Megaprojects, meet reality

In a relatively recent assessment of Oxford Said Business School’s Bent Flyvbjerg, megaprojects are characterized, roughly speaking, by budgets in the billions of dollars, while major projects run in the hundreds of millions and garden variety projects amount to tens of millions and less.
In the fifteen years to come, a deal volume of $35-90 trillion in megaprojects is expected to materialize world-wide. At the high estimate, that exceeds the current annual GDP of the planet while, at the low estimate, it is still twice the GDP of the United States or the European Union. Annually, this amounts to at least the GDP of France, up to twice the GDP of Germany. So we are not talking about a footnote in the global economy. Quite the contrary, they are often centerpieces of substantial economic stimulus plans.
Yet 90 percent of all megaprojects – however one wants to define the category did not seem to matter terribly much in a study of about 1,000 of them – result in grotesque cost and time overruns relative to budget. The primary diagnosis is that megaprojects, be they major infrastructure projects or capital investments, are typically one of a kind, without comparable precedent, complex and first of their kind, at least in their setting. It is also fairly obvious that, under such circumstances, challenges emerge only midstream. Regardless of political or economic system, cost overruns average 55 percent. Munich-based consultancy and study author Roland Berger concludes that savings of just 10 percent through avoidance of management errors and omissions would result in savings of $3.5-9.0 trillion – not a particularly ambitious assessment given average cost overruns of 55 percent. There is considerable potential for intelligent systems engineering as well as for improved risk management. The general problem with high-quality cost control and risk minimization is that damnum cessans (damage avoided) is a very tricky base for performance reward and incentive compensation, as opposed to lucrum emergens – and thus frequently enough is not avoided.

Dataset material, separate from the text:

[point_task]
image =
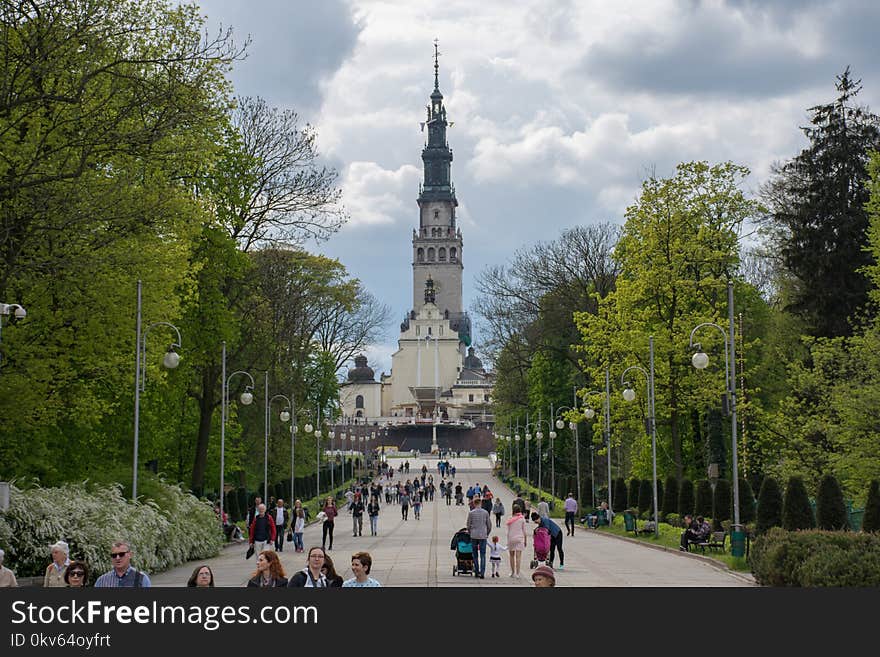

Criticism of megaprojects has addressed a wide range of issues: their top-down planning and adverse effects on certain communities as much as their extreme complexity in technical as well as human terms, a long record of poor delivery, its remodeling of urbanism in the spirit of neoliberalism in recent years, introverted governance lacking democratic participation and accountability, global economic positioning at the expense of local issues, physical and social disconnect from the context of the host city or region, and, in too many cases, lack of public benefit and social outcomes – they foreclose upon a wide variety of social practices, reproducing rather than resolving urban inequality and disenfranchisement” and “inhibit the growth of oppositional and contestational practices.”
Megaprojects appeal to policymakers consistently for a quadriga of reasons set forth by Flyvbjerg, all rooted in ambition and yearn for a legacy: their technological, political, economic and aesthetic dimension.  A seldom mentioned reason should be added: megaprojects mean mega-budgets and present unique opportunities for credible justification of elevated cost due to unforeseen and quasi-unique challenges: where challenges of coordination and integration run high, it is almost impossible to lay blame for relatively minor deviations from planning. But if Roland Berger arrives at an average of 55 percent in cost overruns, it shows a very similar effect to the one I hold ultimately responsible for the 2007-2008 financial crisis: too many, virtually everyone, tried to pass off 98-99 percent compliance as 100 percent. This has a way off adding up to a meltdown, or to extreme leverage in the compilation of adverse effects. I am also inclined to believe that the average of 55 percent deviation is very generously calculated, or by inclusion of many projects in the sample that present fewer opportunities for it. There are simply too many megaprojects in the 200 percent overrun range to support a less than absolutely shocking figure.
Interestingly, less than a decade following overrun disasters, the mere fact of each project’s completion and the pride and identification it entails furnish proof of Sir Frederick Henry Royce’s adage: “The quality will remain long after the price is forgotten.” In a way, megaprojects are the Rolls Royce of legacy and pride – for all categories of stakeholders. Secure knowledge of the fait accompli of this investment and its consequences is the reason why so many get safely away with so much. It is not a sign of personal failure or wrongdoing so much as it is indicative of systemic flaws and the absence of genuine system auditing and adjudication.